Il n’y a plus d’indemnité de fin de contrat à la fin d’un CUI.

- Droits et devoirs
Pour les employeur-se-s
Le/la patron-ne doit : établir bilan actions de formation mis en place avant conclusion de convention CUI. mettre en place une formation, ou d’inscrire le/la salariée dans le dispositif de VAE. Comme l’Etat peut contribuer au financement des formations, c’est plutôt bénef pour le patronat ! faire connaître, au moins une fois par semestre, un bilan des embauches et créations d’emploi du fait du dispositif, aux représentant-e-s ou délégué-e-s du personnel. présenter un compte rendu de l’activité du/de la travailleur-se tous les 3 mois aux administrations qui lui versent l’aide financière. Le/la patron-ne va alors contrôler à fond les salarié-e-s en CUI… ! établir une attestation d’expérience professionnelle, délivrée au/à la travailleur-se à sa demande et/ou un mois avant la fin du contrat. En cas de rupture de contrat, obligation est faite d’informer 7 jours à l’avance la troisième partie signataire de la convention. Un certaine nombre de devoirs, mais finalement les arguments financiers compensent largement la liste des obligations pour le patronat. En plus, dans une grande partie des cas, ces obligations patronales vont se retrouver sur le dos des travailleurs-ses : augmentation du contrôle, pression accrue pour pousser à la démission ou à la faute professionnelle, pour éviter le licenciement et reverser les aides financières…
Pour les salarié-e-s
Les travailleur-se-s ont droit à la formation, ou à l’inscription dans le parcours des validations des acquis de l’expérience (VAE). Mais cette formation peut être effectuée, pendant ou en dehors du temps de travail. Il/elle doit avoir un-e référent-e (désigné par administration) et un-e tuteur-trice (désigné par le/la patron-ne). _Le/la référent-e peut être le/la même que celui/celle du RSA, pour les bénéficiaires de celui-ci.
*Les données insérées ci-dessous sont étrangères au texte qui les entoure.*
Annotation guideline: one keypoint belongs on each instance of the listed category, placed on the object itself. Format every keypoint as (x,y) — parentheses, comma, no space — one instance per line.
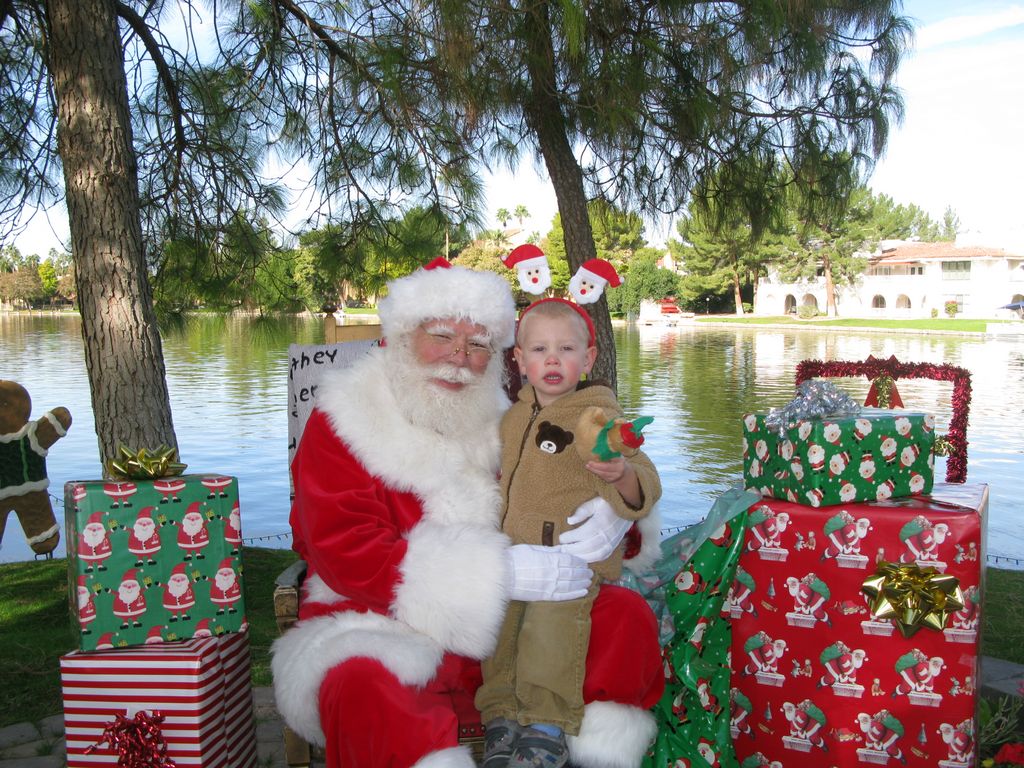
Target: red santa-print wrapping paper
(201,687)
(154,560)
(815,678)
Le/la tuteur-trice doit avoir au moins deux ans d’expérience. Le patron peut être lui même le tuteur. Une tuteur-ice ne peut pas avoir plus de trois salarié-e-s en tutorat. Il/elle a pour mission : d’accueillir, aider et informer de participer à l’apprentissage des savoirs faire professionnels.d’assurer la liaison avec le/la référent-e d’établir l’attestation (avec salarié-e et patron-ne) d’expérience professionnelle, remise à la fin du contrat. Remarques annexes : Avant toute signature de convention entre le/la salarié-e et le Conseil Général-le cas échéant- une convention devra être signée entre l’Etat et le Conseil Général, convention qui fixera un quota de convention, donc de contrats, que l’Etat paiera au Conseil Général. A vos marques, prêt-e-s, partez ! Les premier-e-s arrivé-e-s seront les seul-e-s servi-e-s ! Pour le suivi des CUI, l’Agence de Service et de Paiement (ASP) mettra en place un système automatisé, dans lequel seront rentrés les données personnelles des conventions individuelles : nom, prénom, date de naissance, adresse, nationalité, niveau de formation, allocations perçues et leur durée, numéro d’allocataire, numéro d’inscription au répertoire national d’identification… [bref, la totale ! Vous reprendrez bien un peu de fichage… !] Le droit d’accès et de rectification des données, selon la loi du 6 janvier 1978 relative à l’informatique, fichiers et liberté est à exercer auprès de l’ASP.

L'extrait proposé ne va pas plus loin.